The gustatory cortex (GC) has been the subject of great attention over the past years. While its role in processing taste is well established, several issues regarding the strategy used by GC for coding gustatory information remain unsolved. The recent adoption of 2-photon calcium imaging to map the surface of GC in anesthetized mice has highlighted the possibility that gustatory information may be encoded by spatial patterns of single neuron activity. An influential proposal suggested a ?gustotopic? organization of taste coding, featuring spatially localized ?hot spots? formed by single clusters of neurons responding exclusively to a single taste quality. More recent imaging data complemented, and partially challenged this hypothesis, by showing spatially distributed representations in portions of GC between hotspots. Alas, both the studies published so far were performed in anesthetized animals. The impervious anatomical location of GC has hindered the application of 2- photon calcium imaging to study the topographical organization GC in alert mice. As a result, the nature of spatial coding in alert animals remains unknown. The research proposed in this grant will establish the experimental protocols for imaging large ensembles of neurons from the surface of GC in alert mice. The proposed research focuses on the following aims:
Aim #1 will establish the methods for 2-photon calcium imaging using microprisms implanted on the surface of GC in mice licking for different tastants;
Aim #2 will perfect the ability to monitor activity in the same ensemble for multiple days;
Aim #3 will combine calcium imaging with behavioral training to monitor neural activity in mice engaged in taste discriminations. In addition to achieving technical milestones, the experiments in each aim will also address important scientific questions. Specifically, Aim #1 will investigate spatial patterns of activity on the surface of GC, addressing how wakefulness affects gustotopy and introduces temporal dynamics.
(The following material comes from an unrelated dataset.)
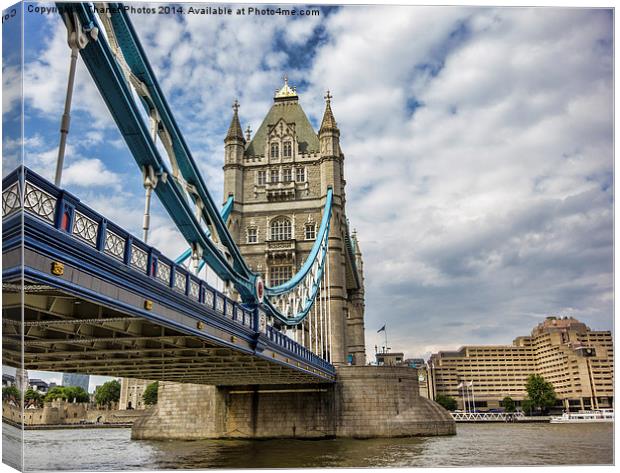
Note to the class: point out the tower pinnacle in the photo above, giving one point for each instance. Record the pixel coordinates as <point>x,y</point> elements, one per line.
<point>329,122</point>
<point>234,130</point>
<point>286,92</point>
Aim #2 will investigate the balance between plasticity and stability in GC representations, addressing how familiarization and repeated exposure affect taste evoked activity. Finally, Aim #3 will unveil the relationship between spatio-temporal patterns of activity and perception, by imaging GC in mice learning and performing simple and difficult discriminations in a taste-based, two alternative forced choice task. Altogether, the proposed experiments will answer fundamental questions in the field of gustation and open an entirely new research pipeline for future studies. Future studies made possible by this approach will investigate GC responses to multiple stimuli (multiple tastants, odors, flavors and cross-modal cues), unveil whether anticipatory cues can recruit taste representations and investigate coding in different cell types.
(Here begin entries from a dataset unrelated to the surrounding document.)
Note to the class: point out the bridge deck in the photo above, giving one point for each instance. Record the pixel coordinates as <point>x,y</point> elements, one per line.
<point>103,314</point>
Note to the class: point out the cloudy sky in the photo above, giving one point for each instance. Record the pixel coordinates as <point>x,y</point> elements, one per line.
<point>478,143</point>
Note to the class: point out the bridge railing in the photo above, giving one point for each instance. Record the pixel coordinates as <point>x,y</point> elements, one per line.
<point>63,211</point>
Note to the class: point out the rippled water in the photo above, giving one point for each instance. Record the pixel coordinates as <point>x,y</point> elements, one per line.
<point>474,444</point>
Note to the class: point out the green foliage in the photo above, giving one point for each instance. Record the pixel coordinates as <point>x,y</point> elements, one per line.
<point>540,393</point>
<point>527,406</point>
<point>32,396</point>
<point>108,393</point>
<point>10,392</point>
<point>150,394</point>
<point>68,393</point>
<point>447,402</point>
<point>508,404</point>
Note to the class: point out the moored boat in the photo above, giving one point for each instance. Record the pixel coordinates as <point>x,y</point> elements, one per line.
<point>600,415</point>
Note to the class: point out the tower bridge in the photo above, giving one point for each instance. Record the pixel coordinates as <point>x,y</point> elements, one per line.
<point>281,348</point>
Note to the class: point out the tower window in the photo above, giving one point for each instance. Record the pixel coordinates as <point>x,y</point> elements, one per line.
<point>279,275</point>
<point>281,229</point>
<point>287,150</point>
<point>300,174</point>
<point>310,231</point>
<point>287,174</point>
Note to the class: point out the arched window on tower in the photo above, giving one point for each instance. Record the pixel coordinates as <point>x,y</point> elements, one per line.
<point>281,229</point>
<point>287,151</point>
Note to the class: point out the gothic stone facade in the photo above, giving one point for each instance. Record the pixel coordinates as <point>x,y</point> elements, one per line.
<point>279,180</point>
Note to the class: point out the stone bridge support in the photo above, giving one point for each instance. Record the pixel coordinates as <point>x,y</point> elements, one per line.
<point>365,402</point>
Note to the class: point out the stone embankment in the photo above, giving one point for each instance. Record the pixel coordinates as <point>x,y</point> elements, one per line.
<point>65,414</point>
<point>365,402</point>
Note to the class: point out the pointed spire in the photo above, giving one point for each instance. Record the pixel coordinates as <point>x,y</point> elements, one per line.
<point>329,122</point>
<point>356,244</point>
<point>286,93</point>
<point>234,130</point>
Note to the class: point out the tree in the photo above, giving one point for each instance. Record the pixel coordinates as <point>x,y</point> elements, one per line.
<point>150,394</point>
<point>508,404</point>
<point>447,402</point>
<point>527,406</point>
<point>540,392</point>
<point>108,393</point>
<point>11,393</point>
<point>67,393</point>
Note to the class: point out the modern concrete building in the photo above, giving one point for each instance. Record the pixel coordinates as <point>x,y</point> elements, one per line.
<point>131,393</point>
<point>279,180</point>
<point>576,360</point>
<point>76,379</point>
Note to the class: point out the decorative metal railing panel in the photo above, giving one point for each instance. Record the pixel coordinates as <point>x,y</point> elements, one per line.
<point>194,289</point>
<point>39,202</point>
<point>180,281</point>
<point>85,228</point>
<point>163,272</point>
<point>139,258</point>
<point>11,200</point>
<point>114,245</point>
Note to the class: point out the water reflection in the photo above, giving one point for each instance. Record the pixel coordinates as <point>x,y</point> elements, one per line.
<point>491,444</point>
The gustatory cortex (GC) is the primary cortical area devoted to processing taste. Neurons in GC represent the sensory quality (i.e., sweet, savory, salty, sour, bitter) of gustatory stimuli. Understanding how GC neurons encode gustatory information is one of the central questions in the field. The recent application of 2-photon calcium microscopy to image the surface of GC has unveiled that tastants may be encoded by spatial patterns of activity. However, technical limitations have limited the imaging of GC to anesthetized animals. As a result, it is unknown whether and how spatial codes are relevant also in alert animals. The goal of this proposal is to develop an experimental approach to perform 2-photon calcium imaging to map the surface of GC in alert animals, either sampling tastants or performing taste discriminations. The results of this research will provide important information on how spatial patterns of activity are affected by wakefulness and experience, and how they relate to taste perception. Establishing this technical pipeline will allow us to open a new direction for studying GC and its involvement in taste and taste-related behaviors in physiological and pathological conditions.